To our horror the doctor and equipment went flying, landing some distance away sprawled in a heap on the straw. No one said it was going to be easy performing a lifesaving procedure. We helped the doctor up, dusted her down and revised our restraining methods. The acupuncture was performed, but the cure was not immediate.

When I next walked through the emergency unit doors I was met by a very grumpy Consultant. ‘Monica, what have you done to my staff? I now have a doctor off with back pain.’ Not popular, was an understatement. But this story has a happy ending, the doctor returned to work the next day and two days later Bluebell got up and walked completely unaided. Coincidence? We’ll never know. She more or less made a complete recovery, aside from a slight limp. Due to this we decided not to let her run with the bull. However Bluebell had other ideas and went on to produce more calves. I’ve never seen a cow with a more contented expression than when we found her nurturing her next calf. Needless to say our Blonde bull was replaced by an Aberdeen Angus.

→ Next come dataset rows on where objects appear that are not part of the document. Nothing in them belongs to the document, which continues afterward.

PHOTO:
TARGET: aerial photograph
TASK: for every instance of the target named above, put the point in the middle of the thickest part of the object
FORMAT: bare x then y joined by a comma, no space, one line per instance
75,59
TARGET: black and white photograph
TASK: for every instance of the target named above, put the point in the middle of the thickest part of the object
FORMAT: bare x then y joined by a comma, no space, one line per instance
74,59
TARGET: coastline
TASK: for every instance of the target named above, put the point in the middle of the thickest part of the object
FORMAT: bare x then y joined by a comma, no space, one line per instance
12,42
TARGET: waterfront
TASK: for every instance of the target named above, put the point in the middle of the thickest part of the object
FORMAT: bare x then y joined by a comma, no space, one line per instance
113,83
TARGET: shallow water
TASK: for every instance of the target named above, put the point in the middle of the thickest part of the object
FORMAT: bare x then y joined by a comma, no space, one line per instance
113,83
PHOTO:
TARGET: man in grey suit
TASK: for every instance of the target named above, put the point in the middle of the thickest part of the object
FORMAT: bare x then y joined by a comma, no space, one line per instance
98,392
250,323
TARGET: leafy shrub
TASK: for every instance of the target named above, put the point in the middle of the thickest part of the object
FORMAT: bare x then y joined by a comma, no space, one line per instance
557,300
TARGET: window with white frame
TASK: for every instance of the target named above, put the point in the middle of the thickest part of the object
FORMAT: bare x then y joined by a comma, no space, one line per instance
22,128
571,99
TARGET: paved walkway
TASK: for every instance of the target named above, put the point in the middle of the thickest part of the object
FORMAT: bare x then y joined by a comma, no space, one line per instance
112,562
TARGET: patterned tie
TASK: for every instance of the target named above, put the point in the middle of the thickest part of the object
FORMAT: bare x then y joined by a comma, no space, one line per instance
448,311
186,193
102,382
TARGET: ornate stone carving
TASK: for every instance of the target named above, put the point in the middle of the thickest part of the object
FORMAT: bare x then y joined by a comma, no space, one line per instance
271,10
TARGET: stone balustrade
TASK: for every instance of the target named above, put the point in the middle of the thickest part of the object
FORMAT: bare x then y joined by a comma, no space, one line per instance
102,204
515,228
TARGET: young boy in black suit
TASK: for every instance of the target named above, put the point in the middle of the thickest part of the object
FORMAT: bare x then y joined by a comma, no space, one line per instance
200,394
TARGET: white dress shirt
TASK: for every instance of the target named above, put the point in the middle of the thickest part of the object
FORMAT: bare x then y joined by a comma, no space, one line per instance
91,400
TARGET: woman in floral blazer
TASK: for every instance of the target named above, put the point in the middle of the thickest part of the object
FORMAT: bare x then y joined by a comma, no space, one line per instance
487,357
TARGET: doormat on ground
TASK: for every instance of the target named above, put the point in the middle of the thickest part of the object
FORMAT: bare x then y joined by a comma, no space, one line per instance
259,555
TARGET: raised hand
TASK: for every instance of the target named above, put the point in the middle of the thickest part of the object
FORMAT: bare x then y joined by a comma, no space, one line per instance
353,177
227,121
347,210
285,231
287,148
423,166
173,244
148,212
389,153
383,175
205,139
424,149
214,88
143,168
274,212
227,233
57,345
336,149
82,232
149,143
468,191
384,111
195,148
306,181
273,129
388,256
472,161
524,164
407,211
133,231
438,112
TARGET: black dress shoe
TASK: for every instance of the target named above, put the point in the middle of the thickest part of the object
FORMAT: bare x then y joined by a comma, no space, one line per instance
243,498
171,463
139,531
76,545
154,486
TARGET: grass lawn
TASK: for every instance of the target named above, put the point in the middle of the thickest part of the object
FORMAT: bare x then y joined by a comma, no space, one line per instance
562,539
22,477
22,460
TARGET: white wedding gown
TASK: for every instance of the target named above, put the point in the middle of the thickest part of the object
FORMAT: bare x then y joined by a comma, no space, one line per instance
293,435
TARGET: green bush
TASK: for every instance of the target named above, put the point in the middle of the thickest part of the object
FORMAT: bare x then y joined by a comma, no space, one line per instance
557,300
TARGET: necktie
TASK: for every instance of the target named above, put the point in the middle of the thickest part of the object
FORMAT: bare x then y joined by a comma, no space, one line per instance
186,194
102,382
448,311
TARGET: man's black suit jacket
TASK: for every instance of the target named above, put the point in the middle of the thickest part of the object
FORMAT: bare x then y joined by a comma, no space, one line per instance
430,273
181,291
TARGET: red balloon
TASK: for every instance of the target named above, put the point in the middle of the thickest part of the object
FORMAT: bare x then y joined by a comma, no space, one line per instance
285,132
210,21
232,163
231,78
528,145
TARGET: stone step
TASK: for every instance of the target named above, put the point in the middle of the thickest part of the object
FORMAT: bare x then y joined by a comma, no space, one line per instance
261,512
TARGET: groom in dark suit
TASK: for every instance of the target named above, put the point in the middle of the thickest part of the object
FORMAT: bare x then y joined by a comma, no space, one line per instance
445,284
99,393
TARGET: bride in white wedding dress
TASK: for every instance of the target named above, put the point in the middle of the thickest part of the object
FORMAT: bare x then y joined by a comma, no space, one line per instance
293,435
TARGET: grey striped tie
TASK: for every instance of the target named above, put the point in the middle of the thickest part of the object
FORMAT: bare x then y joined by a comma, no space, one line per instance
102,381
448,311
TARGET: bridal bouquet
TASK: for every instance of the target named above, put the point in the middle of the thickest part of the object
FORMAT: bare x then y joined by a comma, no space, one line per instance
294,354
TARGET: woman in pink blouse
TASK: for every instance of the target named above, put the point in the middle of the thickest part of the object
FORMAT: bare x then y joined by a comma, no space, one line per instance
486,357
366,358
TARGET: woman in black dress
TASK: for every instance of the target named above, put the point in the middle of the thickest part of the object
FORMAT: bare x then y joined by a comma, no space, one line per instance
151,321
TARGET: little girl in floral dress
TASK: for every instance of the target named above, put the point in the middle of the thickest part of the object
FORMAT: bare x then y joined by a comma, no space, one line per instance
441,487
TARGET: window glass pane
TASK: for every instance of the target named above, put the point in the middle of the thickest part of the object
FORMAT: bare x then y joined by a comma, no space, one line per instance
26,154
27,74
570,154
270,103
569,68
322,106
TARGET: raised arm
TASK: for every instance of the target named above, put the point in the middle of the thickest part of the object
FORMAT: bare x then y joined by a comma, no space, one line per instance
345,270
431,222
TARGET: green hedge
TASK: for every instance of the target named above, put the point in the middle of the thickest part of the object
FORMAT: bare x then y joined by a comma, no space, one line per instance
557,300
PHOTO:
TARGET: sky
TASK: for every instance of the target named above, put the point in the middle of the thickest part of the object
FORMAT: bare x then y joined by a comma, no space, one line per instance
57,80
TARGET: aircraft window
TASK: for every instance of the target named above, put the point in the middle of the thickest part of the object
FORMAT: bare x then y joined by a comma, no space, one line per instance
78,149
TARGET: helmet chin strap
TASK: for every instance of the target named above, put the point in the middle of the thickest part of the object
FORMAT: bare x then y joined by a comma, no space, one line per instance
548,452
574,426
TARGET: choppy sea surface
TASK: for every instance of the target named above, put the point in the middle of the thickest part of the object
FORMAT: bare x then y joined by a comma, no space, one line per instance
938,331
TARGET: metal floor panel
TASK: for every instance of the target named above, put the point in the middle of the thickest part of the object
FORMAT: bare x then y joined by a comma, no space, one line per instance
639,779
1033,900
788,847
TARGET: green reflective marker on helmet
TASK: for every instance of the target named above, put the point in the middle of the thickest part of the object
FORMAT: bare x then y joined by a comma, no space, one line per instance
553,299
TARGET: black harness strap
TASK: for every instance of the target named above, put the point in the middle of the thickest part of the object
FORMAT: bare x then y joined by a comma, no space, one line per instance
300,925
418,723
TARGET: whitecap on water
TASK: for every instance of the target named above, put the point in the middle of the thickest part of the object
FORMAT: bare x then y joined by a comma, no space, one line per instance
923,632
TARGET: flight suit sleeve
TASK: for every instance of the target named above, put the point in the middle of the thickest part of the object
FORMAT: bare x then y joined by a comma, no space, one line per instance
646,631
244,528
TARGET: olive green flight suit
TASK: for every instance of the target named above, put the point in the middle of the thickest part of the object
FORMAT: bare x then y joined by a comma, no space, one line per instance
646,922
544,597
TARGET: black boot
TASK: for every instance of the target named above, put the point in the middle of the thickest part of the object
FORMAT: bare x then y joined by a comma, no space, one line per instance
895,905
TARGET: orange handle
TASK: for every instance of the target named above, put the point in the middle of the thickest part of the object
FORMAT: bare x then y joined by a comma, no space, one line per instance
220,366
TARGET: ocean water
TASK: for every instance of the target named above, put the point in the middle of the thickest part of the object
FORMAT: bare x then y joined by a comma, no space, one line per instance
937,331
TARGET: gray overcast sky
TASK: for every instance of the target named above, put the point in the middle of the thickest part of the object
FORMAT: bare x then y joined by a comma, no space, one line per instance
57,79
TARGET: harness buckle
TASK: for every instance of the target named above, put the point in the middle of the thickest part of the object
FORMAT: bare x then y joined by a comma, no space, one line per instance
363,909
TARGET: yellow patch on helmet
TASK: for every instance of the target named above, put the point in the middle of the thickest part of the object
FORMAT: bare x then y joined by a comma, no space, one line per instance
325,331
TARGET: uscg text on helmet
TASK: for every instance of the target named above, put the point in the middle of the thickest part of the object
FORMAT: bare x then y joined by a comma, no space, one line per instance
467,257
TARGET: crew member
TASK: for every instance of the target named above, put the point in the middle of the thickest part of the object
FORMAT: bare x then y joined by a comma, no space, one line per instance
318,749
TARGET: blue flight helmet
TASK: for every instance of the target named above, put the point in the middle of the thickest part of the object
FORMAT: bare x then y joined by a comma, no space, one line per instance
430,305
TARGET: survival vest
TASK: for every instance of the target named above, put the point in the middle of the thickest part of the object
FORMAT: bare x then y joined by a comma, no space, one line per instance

Happy endings are not always possible. I’m devastated to say that I lost my bet with Nigel. All credit to the guy at Dolphin Fair who proclaimed Horny spoilt the bunch: wise words. Ed Gingell came to scan our ewes and Horny scanned empty yet again.

While sitting around our kitchen table I was relaying this information to “Mr Crack On,” who’d been persuaded to take a coffee break. I was expecting a little sympathy…. no chance: he laughed, saying: “You’re getting your just deserts, paying the price for your stubbornness. You should have listened to Nigel and I, we told you to cull her last year.” It’s a tough world working with the younger generation!

I can take consolation from our scanning results which were much better than expected. So now I’m worried about getting the ewe’s feeding regime right in the run up to lambing. James Rebanks describes similar concerns in his book “The Shepherds Life”. I suppose it goes with the territory. I wish good luck to all those calving and/or lambing this spring. Let’s hope the weather comes good: life seems so much better when the sun shines.

My eldest daughter (a paediatric intensive care nurse) tells us she can only give one week’s lambing help this year as she’s been asked to be part of a cardiac team going out to Cameroon. It’s not long ago that she did similar missions in Jordan and Jamaica. That confidence building exercise might just have come back to bite me on the bottom.